A missile launch pad along the western coast of North Korea as well as a nuclear test site in Punggye-ri are being refurbished for use again.
Satellite photos of North Korea's missile launch pad in Tongchang-ri taken on Dec. 7, when the North announced it had conducted a "very important test," were virtually identical to one taken in July 2018, before promised dismantlement began.
During his summit with U.S. President Donald Trump in Singapore in June of last year, North Korean leader Kim Jong-un pledged to shut down the test site and actually dismantled a mobile structure and a testing facility nearby.

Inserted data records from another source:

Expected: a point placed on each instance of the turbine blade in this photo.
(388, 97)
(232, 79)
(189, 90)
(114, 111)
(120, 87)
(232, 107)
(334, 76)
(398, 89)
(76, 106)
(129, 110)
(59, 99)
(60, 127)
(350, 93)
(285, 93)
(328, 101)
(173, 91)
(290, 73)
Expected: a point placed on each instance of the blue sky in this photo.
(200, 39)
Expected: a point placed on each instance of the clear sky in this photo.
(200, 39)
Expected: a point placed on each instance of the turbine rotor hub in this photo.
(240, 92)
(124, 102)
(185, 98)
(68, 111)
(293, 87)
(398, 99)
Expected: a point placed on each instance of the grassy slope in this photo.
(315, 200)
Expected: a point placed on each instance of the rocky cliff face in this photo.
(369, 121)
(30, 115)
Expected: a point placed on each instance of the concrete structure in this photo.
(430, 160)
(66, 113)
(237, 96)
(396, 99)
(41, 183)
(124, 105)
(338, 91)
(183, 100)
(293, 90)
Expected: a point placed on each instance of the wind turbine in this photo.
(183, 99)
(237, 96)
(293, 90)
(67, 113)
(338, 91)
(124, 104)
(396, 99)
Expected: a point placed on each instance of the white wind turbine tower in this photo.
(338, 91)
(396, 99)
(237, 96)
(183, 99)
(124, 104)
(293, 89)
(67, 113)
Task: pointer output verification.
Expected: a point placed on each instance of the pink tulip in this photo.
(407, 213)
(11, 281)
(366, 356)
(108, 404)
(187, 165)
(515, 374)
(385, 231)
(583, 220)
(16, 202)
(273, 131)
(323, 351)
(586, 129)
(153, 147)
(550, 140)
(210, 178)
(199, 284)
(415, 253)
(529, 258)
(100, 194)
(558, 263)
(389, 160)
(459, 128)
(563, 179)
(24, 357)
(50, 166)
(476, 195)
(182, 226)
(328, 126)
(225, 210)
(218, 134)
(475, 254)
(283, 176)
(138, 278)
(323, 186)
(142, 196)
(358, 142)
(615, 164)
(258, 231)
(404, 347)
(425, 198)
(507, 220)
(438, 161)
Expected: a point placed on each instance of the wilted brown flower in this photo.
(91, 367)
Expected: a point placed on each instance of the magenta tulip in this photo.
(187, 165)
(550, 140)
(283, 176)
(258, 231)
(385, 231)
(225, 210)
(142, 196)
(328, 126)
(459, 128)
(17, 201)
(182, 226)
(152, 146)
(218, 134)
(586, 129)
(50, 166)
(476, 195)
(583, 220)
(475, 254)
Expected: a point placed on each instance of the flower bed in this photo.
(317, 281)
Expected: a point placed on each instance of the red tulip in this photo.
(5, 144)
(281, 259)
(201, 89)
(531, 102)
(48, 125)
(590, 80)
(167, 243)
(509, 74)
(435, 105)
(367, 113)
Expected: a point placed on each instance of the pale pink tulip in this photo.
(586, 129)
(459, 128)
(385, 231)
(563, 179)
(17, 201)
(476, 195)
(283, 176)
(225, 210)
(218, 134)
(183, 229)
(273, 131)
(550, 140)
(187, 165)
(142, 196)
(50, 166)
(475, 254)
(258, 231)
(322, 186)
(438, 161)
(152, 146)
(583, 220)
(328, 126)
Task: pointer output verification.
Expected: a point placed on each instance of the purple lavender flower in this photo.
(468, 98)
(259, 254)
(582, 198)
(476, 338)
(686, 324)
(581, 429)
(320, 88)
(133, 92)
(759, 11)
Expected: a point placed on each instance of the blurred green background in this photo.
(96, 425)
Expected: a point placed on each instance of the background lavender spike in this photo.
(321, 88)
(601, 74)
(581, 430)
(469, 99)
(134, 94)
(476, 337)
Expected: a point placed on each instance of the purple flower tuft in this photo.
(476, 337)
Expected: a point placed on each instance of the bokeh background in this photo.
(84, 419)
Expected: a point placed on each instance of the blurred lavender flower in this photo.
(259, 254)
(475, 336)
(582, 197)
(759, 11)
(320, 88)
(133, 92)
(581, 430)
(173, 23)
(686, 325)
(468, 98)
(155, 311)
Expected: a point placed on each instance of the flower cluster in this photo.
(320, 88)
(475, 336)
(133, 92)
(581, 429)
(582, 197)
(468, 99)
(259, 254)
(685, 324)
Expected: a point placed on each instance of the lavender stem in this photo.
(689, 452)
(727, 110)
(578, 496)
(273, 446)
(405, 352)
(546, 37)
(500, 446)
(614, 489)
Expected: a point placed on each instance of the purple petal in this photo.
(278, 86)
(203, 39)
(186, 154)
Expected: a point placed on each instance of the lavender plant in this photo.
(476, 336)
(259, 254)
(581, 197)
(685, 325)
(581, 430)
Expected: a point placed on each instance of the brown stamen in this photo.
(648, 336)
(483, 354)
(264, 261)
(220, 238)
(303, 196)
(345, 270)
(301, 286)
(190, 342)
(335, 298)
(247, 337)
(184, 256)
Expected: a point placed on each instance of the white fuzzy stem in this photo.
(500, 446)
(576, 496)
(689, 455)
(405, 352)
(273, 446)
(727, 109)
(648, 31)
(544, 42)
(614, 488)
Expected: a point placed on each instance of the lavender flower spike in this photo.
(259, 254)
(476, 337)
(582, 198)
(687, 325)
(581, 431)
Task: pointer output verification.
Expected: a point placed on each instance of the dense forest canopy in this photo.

But the North began rebuilding the facility after a second summit with Trump in February this year collapsed, and the facility is now ready for use.
Nick Hansen, a military expert at Stanford University, told VOA that North Korea probably stored the parts in order to reassemble them later.
The website 38 North at Johns Hopkins University, meanwhile, said satellite images show the "presence of vehicle tracks in the snow cover" at the Punggye-ri nuclear test facility, which North Korea dramatically blew up in May 2018.
A satellite photo of the facility taken on Nov. 18 shows no vehicles or personnel. But another picture from last week shows vehicle tracks and human footprints in the snow that lead to a "small assembly area."
"The precise nature of this latest activity is unclear, but does suggest, at the very least, that personnel remain onsite at the complex," it said.